In undamaged cells, only 0.5% of RecF foci also contained a RecO focus (chance colocalization <1%, ‘Materials and methods’ section) while 5% of RecO foci had a coincident RecF focus (chance colocalization ∼4%, ‘Materials and methods’ section) (Figure 5D). Note that the calculated frequency of chance colocalization takes into account the fact that many cells do not have RecO foci, but most have RecF foci. After exposure to 10 J/m2 UV, the percentage of RecF foci that are coincident with a RecO focus slightly increased to ∼2% at 40 min after damage induction. The colocalization of RecO with RecF increased to 12% at 30–40 min followed by a gradual drop in colocalization to 5% at 50 min. Following the SOS response, the colocalization of RecF with RecO was just above the level calculated for chance colocalization, whereas colocalization of RecO with RecF is slightly above chance in the 10–50 min time interval. Our data clearly suggest that RecF and RecO have predominantly distinct binding sites both before and after exposure to UV, and provide no evidence for a RecFOR complex.
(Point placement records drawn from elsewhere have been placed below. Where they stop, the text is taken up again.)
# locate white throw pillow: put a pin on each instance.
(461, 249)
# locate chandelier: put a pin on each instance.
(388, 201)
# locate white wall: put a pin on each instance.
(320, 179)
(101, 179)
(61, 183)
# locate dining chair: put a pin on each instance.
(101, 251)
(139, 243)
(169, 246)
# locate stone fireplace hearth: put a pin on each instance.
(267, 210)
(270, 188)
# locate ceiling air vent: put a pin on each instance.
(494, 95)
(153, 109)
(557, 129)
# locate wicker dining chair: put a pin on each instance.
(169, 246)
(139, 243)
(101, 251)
We further examined if RecF and RecO localized to the replisome. We performed two-colour time-lapse experiments and colocalization analysis by imaging CJH0015 (recF-mKate2 dnaX-YPet) and EAW762 (recO-mKate2 dnaX-YPet) as described above (UV dose: 10 J/m2 just after t = 0 min; images were taken every 10 min for 3 h after UV, experiments were conducted at 37°C).
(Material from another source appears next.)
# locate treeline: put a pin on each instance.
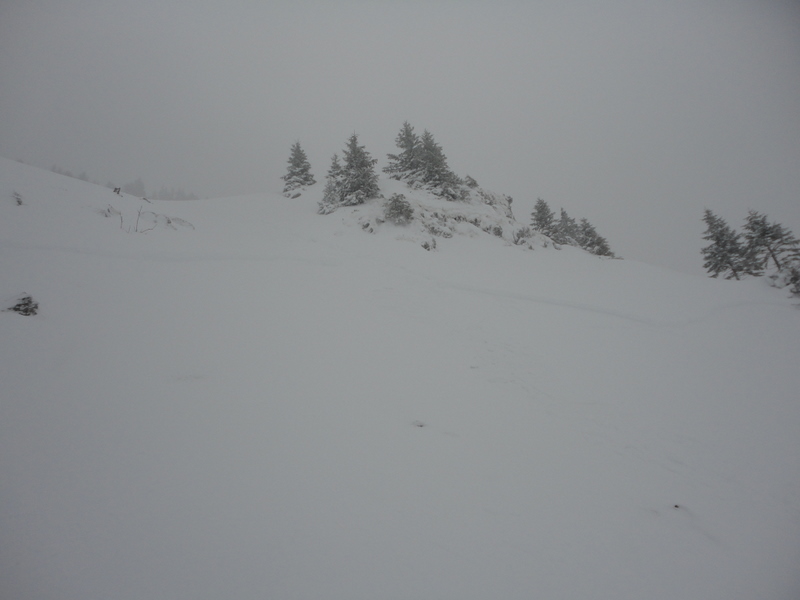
(422, 164)
(567, 231)
(761, 248)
We observed that the colocalization of RecF with the replisome marker DnaX-YPet was quite significant, both before and after UV irradiation (Figure 5E). Before damage induction, colocalization of RecF with the replisome marker was 22% (chance colocalization ∼4%, ‘Materials and methods’ section). Similarly, 20% of replisome foci contained a RecF focus (chance colocalization ∼4%, ‘Materials and methods’ section). After UV irradiation, the percentage of RecF foci that contained a replisome focus peaked at 30% at 30 min. This peak was followed by a gradual decline in colocalization, and at 120 min after UV irradiation only 15% of RecF foci overlapped with a replisome focus. The colocalization of replisomes with RecF followed the same trend upon UV irradiation. At 30 min, 27% of replisome foci contained a RecF focus. At 120 min, 13% of replisome foci had a RecF focus. RecF appeared to be recruited to replisomes directly after UV exposure. In general, RecF displayed relatively high colocalization with replisome markers, suggesting that RecF function often involves action at, or near, replisomes.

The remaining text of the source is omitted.